|Current mood:|| thoughtful|
|Current music:||Tears for Fears- "Mad World"|
.*.But if the world could remain in a frame like a painting on a wall, then I think we would see the beauty
then we would stand staring in awe.*.
Sometimes I get frustrated, not with one thing inparticular, just a bunch of stuff. But, I really shouldn't have that much stressing me out. I have it pretty easy and I know that. I just wonder if I'll ever be 100% satisfied with myself. I know that I have been before. But, right now I just feel like I need a guy to feel better, even though I know thats not true. Because when I was the 'happiest' my relationship with God was the best, even though at that time I was ignorantly ga ga over a certain boy, but I didn't have him hurting me constantly. As much as I look forward to the future, the more I think about it there are some moments I wish I could just go back and relive.

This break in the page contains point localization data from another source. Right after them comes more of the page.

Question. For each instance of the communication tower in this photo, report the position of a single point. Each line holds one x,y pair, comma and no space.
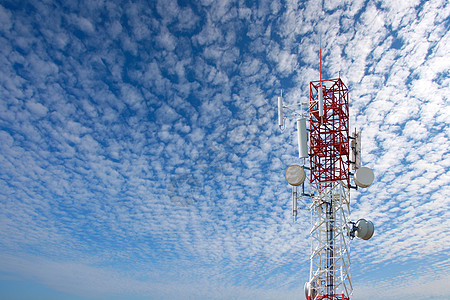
330,169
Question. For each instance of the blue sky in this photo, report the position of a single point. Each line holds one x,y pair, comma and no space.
140,155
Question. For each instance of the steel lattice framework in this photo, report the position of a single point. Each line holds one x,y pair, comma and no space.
330,209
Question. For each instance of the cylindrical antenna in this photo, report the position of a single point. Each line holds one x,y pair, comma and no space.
280,112
320,100
294,201
302,138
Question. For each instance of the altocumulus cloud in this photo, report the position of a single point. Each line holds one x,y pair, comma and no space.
141,158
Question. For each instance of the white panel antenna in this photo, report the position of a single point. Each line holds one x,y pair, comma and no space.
356,151
320,100
302,138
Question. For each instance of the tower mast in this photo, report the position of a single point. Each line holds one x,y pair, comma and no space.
330,146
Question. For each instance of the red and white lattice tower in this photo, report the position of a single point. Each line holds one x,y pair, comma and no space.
330,191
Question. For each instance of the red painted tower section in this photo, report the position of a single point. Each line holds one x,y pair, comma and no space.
329,163
329,133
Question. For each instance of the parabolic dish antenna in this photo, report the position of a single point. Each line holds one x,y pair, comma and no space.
364,229
295,175
363,177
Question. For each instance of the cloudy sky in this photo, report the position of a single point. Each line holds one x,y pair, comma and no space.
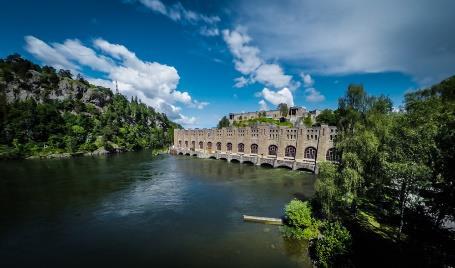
199,60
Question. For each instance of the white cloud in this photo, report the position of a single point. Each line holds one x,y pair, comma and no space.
263,106
248,62
272,74
177,12
312,95
154,83
276,97
355,36
307,80
241,82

I wonder if I'll have more moments like that, I hope so... but when they're here I take them for granted and don't realize what I have until later. I mean I'm young I'm bound to have a bunch of good times ahead of me right? And there will be other guys to love? Well, how do I know if thats true? How am I supposed to possibly know? I don't know and thats what scares me. On a happier note tommorrow is Thanksgiving and its Darbys birthday. Happy Birthday to him!